The Dogs Take Pity
In our Gospel reading for tomorrow (Luke 16:19-31) we find a stark contrast between a rich man and a poor man (wait . . . wasn't last Sunday's Gospel about a rich man? There must be a message here somewhere for us who live amidst such wealth that it takes $1.3 billion in net worth to make it to the Forbes 400 list.)
So, back to our story . . . there was a rich man whose name we do not have and a poor man named Lazarus. Their lifestyles were such polar opposites that we wonder if we have the nerve to look out our own back doors to see who lives in the shadows. The rich man could afford purple clothes, which in those days were usually reserved for those of very high rank (whence the saying "born to the purple"). But Lazarus, on the other hand, was physically disabled, poor, and so hungry that he would have eaten the crumbs under the rich man's table. The text goes on to say that the "even the dogs would come and lick his sores." Was this comforting or annoying to Lazarus?
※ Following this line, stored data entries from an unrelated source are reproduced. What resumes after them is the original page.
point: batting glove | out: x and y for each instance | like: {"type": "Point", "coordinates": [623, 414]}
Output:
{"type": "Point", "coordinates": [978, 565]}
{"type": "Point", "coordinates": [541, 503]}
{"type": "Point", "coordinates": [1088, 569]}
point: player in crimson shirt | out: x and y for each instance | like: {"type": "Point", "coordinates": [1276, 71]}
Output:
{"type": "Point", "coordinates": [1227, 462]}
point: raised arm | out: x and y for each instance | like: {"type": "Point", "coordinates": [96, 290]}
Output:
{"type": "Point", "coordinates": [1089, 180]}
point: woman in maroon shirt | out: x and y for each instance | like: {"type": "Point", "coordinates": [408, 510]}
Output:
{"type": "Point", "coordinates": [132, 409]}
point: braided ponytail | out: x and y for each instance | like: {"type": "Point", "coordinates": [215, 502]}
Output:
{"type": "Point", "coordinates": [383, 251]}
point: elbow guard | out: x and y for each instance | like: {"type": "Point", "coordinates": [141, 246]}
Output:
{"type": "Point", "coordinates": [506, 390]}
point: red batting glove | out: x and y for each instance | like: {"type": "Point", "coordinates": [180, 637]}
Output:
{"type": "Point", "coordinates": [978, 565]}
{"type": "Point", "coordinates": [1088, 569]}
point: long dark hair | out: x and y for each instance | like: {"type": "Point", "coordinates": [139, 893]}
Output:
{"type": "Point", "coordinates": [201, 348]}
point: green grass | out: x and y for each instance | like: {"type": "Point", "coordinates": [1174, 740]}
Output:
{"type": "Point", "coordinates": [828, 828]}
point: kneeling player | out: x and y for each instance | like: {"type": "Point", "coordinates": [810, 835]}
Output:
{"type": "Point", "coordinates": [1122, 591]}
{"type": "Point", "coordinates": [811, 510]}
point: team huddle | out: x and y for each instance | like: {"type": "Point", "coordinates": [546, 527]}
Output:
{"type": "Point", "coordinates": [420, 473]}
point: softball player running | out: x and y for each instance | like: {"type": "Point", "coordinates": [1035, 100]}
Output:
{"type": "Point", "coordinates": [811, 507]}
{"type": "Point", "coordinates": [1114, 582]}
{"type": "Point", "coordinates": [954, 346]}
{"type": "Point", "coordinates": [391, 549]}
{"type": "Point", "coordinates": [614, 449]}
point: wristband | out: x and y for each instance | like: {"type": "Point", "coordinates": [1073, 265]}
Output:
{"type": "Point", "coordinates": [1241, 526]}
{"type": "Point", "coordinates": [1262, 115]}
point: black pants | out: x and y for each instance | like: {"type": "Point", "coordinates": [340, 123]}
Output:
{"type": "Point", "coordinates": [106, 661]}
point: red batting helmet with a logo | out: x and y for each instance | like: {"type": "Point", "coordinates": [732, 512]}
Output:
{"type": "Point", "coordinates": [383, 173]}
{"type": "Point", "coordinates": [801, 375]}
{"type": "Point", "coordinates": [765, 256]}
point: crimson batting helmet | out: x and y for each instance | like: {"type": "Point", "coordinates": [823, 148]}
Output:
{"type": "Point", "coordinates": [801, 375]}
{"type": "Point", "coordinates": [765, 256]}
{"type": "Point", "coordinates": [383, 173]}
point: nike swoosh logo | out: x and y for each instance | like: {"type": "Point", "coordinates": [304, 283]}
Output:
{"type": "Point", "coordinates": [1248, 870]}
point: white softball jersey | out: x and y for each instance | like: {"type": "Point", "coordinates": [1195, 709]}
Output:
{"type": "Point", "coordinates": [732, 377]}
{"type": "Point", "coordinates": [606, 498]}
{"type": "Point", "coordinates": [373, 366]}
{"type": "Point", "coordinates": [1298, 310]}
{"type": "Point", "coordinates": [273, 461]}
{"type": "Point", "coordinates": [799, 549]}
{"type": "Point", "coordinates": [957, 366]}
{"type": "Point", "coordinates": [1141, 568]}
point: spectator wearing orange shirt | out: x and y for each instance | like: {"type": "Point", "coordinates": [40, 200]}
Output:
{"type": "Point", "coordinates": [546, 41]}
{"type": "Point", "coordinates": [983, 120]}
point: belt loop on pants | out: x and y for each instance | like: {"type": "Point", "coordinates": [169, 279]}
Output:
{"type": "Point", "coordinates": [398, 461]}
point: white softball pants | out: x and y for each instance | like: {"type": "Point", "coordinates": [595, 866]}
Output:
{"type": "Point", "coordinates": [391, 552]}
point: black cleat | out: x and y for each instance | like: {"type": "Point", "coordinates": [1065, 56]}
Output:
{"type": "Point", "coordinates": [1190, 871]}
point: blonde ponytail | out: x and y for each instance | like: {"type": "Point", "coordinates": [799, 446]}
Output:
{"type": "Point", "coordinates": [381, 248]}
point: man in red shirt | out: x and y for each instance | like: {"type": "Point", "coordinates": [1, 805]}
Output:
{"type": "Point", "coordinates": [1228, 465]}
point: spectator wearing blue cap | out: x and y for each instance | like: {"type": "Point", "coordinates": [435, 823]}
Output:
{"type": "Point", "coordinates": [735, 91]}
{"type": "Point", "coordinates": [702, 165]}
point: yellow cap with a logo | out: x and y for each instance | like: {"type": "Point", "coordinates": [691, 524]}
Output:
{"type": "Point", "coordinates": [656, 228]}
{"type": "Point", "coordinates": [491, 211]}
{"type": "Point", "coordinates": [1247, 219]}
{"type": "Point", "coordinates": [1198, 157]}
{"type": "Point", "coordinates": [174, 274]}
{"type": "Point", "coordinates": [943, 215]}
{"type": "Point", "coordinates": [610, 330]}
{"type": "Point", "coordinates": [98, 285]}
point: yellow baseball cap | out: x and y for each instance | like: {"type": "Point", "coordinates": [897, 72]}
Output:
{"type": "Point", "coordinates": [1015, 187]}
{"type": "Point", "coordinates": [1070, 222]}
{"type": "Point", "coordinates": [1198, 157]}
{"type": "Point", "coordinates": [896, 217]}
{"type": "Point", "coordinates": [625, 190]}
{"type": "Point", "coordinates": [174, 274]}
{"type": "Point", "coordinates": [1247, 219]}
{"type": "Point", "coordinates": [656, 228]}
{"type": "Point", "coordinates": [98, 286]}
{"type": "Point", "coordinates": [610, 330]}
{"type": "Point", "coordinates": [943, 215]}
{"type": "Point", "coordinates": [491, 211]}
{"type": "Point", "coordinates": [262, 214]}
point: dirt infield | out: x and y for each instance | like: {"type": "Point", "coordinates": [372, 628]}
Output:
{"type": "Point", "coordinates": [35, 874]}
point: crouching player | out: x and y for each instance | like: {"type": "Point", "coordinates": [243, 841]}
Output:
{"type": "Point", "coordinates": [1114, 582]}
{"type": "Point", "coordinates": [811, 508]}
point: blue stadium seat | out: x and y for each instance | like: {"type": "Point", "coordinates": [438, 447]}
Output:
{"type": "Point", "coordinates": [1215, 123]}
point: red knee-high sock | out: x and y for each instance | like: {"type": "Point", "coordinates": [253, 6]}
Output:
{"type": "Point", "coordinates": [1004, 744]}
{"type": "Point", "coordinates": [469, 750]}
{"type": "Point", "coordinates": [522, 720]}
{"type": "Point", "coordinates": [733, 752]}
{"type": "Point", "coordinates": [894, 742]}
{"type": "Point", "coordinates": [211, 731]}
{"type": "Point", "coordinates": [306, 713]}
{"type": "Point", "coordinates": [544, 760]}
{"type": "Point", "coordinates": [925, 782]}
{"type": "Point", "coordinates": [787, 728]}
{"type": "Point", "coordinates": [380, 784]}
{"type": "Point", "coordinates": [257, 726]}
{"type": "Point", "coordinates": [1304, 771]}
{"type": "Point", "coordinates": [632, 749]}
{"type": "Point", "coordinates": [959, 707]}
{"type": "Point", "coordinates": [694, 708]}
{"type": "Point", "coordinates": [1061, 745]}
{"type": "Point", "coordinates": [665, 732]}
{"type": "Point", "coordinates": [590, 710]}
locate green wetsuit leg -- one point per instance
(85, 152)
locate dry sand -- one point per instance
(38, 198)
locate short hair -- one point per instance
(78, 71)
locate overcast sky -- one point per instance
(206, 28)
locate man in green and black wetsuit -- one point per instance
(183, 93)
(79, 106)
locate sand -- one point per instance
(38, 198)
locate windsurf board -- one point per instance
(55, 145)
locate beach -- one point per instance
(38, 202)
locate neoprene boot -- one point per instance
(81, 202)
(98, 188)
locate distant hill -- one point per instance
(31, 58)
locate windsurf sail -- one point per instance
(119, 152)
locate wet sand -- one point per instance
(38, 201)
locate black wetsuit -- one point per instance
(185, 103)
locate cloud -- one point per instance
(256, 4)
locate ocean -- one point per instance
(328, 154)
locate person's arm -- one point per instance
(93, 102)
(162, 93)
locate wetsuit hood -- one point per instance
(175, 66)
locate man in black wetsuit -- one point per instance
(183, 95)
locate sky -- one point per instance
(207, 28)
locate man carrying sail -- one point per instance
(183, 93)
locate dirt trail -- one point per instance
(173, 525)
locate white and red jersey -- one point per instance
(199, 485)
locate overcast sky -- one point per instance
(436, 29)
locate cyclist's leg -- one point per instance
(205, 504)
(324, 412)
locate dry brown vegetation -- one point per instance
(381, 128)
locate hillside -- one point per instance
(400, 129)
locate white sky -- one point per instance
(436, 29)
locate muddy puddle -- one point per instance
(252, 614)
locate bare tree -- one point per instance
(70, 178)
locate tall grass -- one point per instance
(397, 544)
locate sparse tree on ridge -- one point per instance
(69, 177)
Both the rich man and Lazarus died, and suddenly the rich man, who is in torment in Hades, is aware of Lazarus, who has been carried away by angels into paradise. The rich man had ignored Lazarus on earth, but now he has the audacity to ask that Lazarus be sent to tend to his needs. He doesn't ask for much -only that Lazarus dip the tip of his finger in the water and cool his tongue. The answer is no and we are left with Jesus saying that the tables are permanently turned. Jesus does not say that the poor man went to heaven because he was poor, nor does he say that the rich man went to Hades because he was rich.
Read the text for yourself and form your own opinions. Why do you think these two main characters in the story wound up the way they did?